Train value head against q at root after search and game result #84

Videodr0me · 2018-06-14T07:42:03Z

Just an idea: Why not train the value head not only against the game result but against root q after search averaged with game result.

Shouldn't this alleviate somewhat the problems of value head learning? Or has this already been tested?

Tilps · 2018-06-14T09:47:21Z

I think for a strategy like that to be sound, you would need a confidence interval, and weight the training depending on the confidence interval width or something. Would probably need some fancy math to decide exactly how much.

Videodr0me · 2018-06-29T12:50:01Z

Maybe just use a formula that weights the root-q after search with the number of moves untill the game was decided and averages that with the actual game result. Also a threshold can be used so that the actual game result will always be weighted more heavily than root-q. This of course needs some thought, but it seems like a sensible try...

Tilps · 2018-06-29T14:08:02Z

While Root-Q is just average of visits, I'm not sold on giving it too much weight. Probably would be better to use most visit node Q instead - even then I'd be much happier if the Q calculated came from a more advanced technique than averaging.

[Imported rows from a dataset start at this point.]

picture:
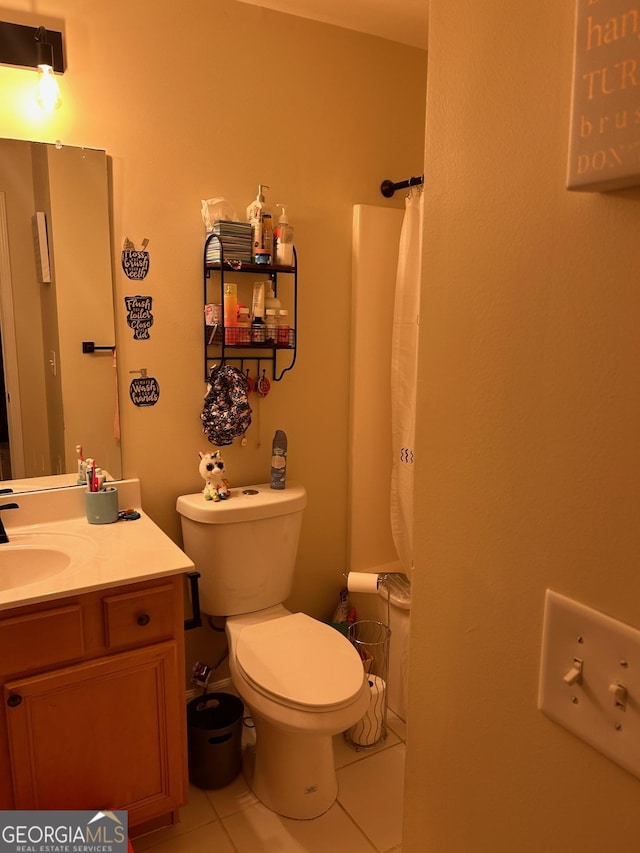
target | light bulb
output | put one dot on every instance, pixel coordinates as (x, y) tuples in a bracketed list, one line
[(47, 93)]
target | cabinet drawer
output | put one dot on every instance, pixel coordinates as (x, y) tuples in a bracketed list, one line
[(139, 617), (37, 640)]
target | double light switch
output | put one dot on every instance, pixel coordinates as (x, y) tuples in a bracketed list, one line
[(590, 678)]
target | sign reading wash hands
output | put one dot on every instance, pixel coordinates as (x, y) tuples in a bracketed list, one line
[(604, 149)]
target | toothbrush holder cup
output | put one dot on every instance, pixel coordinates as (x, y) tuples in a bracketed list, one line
[(102, 506)]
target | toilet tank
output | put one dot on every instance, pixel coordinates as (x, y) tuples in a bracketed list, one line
[(244, 547)]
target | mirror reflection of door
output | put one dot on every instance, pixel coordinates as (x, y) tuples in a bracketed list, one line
[(52, 315)]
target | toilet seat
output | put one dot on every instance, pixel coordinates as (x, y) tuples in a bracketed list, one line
[(300, 662)]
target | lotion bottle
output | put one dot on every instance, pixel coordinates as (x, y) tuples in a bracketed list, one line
[(284, 239)]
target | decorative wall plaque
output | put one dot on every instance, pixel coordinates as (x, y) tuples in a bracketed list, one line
[(139, 316), (144, 391), (135, 262), (604, 148)]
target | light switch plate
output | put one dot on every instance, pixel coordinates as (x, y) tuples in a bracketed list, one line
[(601, 704)]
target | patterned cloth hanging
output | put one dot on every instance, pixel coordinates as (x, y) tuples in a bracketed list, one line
[(226, 413)]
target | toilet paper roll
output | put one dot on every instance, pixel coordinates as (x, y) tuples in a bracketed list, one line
[(362, 582), (370, 728)]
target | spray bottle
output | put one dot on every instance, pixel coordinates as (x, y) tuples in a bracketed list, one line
[(279, 459), (255, 212)]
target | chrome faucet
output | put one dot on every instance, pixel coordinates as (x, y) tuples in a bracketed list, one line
[(3, 533)]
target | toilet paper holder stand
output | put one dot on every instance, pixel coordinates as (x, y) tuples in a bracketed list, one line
[(371, 640)]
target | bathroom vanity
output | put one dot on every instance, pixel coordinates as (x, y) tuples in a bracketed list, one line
[(92, 669)]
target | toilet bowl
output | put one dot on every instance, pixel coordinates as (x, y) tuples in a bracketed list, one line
[(303, 684), (301, 680)]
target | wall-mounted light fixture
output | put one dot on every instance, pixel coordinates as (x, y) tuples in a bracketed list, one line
[(35, 47)]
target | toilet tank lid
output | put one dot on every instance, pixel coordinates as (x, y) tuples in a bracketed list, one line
[(246, 503)]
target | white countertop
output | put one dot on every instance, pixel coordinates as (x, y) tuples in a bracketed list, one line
[(110, 554)]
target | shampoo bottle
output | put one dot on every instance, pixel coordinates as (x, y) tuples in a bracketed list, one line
[(279, 460)]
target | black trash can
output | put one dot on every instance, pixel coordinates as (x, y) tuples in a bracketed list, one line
[(214, 735)]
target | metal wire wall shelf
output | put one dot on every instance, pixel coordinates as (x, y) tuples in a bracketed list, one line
[(223, 344)]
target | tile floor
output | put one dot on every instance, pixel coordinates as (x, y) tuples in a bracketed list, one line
[(366, 818)]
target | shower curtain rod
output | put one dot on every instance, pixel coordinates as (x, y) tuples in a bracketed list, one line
[(387, 188)]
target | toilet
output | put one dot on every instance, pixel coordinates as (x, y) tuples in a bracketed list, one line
[(301, 680)]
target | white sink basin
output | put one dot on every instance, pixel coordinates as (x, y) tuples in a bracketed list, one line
[(33, 557)]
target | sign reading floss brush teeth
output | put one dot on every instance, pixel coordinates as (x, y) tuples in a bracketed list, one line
[(604, 151), (135, 262), (139, 316)]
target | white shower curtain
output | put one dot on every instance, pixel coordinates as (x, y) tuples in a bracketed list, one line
[(404, 368)]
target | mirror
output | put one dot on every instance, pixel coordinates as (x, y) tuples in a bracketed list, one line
[(56, 292)]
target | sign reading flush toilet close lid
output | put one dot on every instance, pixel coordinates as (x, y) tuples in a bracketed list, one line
[(300, 660)]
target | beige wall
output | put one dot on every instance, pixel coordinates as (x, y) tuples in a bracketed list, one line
[(210, 99), (528, 464)]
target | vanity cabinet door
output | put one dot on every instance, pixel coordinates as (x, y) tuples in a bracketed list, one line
[(100, 734)]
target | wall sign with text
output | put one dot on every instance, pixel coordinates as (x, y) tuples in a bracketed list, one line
[(144, 391), (139, 316), (135, 262), (604, 147)]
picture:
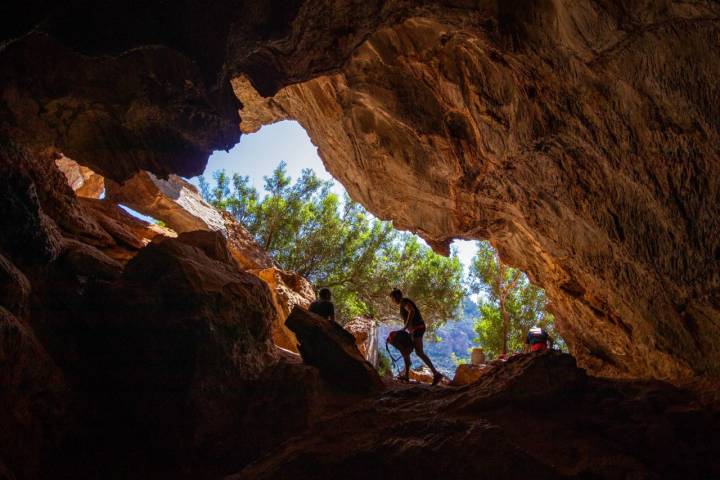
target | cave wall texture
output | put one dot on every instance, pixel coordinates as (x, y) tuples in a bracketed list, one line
[(581, 137)]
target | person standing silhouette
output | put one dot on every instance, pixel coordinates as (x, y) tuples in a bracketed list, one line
[(415, 326), (324, 306)]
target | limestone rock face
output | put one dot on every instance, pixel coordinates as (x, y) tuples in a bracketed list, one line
[(288, 290), (174, 344), (82, 180), (467, 373), (580, 137), (179, 205), (365, 331), (580, 146), (475, 432), (34, 400), (422, 375), (326, 345)]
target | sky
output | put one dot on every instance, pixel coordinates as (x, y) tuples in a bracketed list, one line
[(257, 154)]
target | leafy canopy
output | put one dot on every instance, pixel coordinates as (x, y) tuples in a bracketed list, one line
[(335, 243), (506, 293)]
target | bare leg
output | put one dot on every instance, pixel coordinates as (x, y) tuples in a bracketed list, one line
[(406, 359), (421, 353)]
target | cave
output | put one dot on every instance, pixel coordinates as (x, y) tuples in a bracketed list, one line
[(581, 138)]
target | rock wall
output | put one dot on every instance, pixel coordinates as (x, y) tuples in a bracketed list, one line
[(571, 135), (365, 331), (580, 137)]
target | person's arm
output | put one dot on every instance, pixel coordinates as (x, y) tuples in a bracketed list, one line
[(411, 314)]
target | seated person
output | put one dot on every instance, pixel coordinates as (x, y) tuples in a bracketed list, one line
[(537, 340), (324, 306)]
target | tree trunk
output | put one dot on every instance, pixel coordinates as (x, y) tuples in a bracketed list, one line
[(506, 323)]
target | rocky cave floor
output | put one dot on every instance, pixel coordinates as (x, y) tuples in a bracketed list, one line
[(537, 416)]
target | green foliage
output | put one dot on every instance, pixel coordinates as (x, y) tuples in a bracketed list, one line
[(505, 288), (335, 243)]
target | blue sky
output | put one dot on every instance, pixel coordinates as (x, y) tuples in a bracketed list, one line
[(257, 154)]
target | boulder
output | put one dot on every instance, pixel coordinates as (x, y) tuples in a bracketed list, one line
[(288, 290), (82, 180), (467, 373), (330, 348), (365, 330), (422, 375), (173, 346), (595, 429), (524, 379), (127, 233)]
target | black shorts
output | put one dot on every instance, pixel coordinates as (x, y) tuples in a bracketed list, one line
[(418, 332)]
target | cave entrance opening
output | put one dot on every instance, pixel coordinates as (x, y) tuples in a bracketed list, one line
[(264, 181)]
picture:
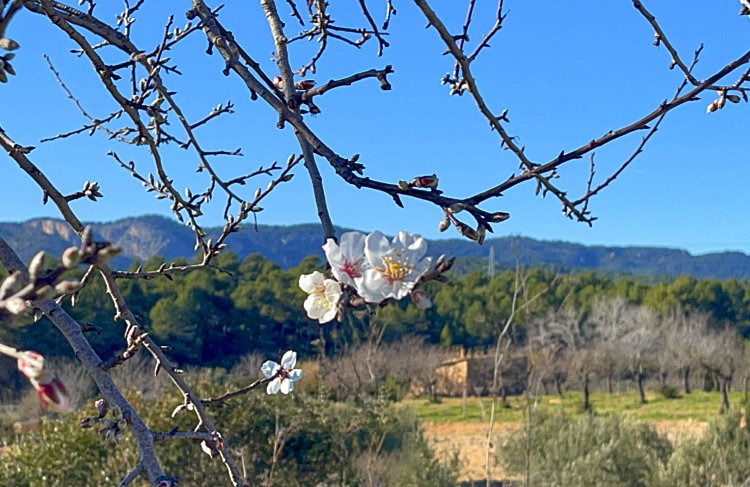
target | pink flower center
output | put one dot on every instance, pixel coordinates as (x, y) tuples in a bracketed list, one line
[(351, 269)]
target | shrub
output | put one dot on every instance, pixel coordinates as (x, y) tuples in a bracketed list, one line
[(587, 450), (669, 392), (321, 442), (721, 456)]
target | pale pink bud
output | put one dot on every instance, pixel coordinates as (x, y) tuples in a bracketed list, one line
[(444, 224), (101, 407), (457, 207), (500, 216), (481, 232), (304, 85), (421, 299), (67, 286), (31, 364), (53, 396), (218, 440), (424, 181), (71, 257), (15, 305)]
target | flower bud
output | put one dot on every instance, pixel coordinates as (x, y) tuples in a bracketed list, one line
[(421, 299), (457, 207), (424, 181), (15, 305), (8, 44), (733, 98), (500, 216), (53, 396), (101, 407), (481, 232), (71, 257), (31, 364), (67, 286), (444, 224), (11, 284), (304, 85)]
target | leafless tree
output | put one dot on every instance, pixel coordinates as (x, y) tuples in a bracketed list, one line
[(681, 335), (575, 336), (721, 355), (147, 117)]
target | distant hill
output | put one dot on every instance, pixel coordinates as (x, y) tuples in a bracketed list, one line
[(146, 236)]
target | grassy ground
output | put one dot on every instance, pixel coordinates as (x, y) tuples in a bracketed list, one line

jjoshua2 · 2018-06-29T14:12:31Z

I think it makes sense to do something like a Taylor series of all future scores. Maybe estimate for speed with current scores and score 4 moves later and final game result.

…

On Fri, Jun 29, 2018, 10:08 AM Tilps ***@***.***> wrote: While Root-Q is just average of visits, I'm not sold on giving it too much weight. Probably would be better to use most visit node Q instead - even then I'd be much happier if the Q calculated came from a more advanced technique than averaging. — You are receiving this because you are subscribed to this thread. Reply to this email directly, view it on GitHub <#84 (comment)>, or mute the thread <https://github.com/notifications/unsubscribe-auth/AO6INBqKIwSUDZ0lFhAs9T_X1PZYv2CWks5uBjTDgaJpZM4UndbS> .

Videodr0me · 2018-06-29T14:29:41Z

@Tilps: Hmm, not sure what you mean by average of visits. Root q (after searching a move to play) is an average of all NN evals and terminal values (-1,0,+1) of the visited nodes in and should be (and is) a predictor of game result.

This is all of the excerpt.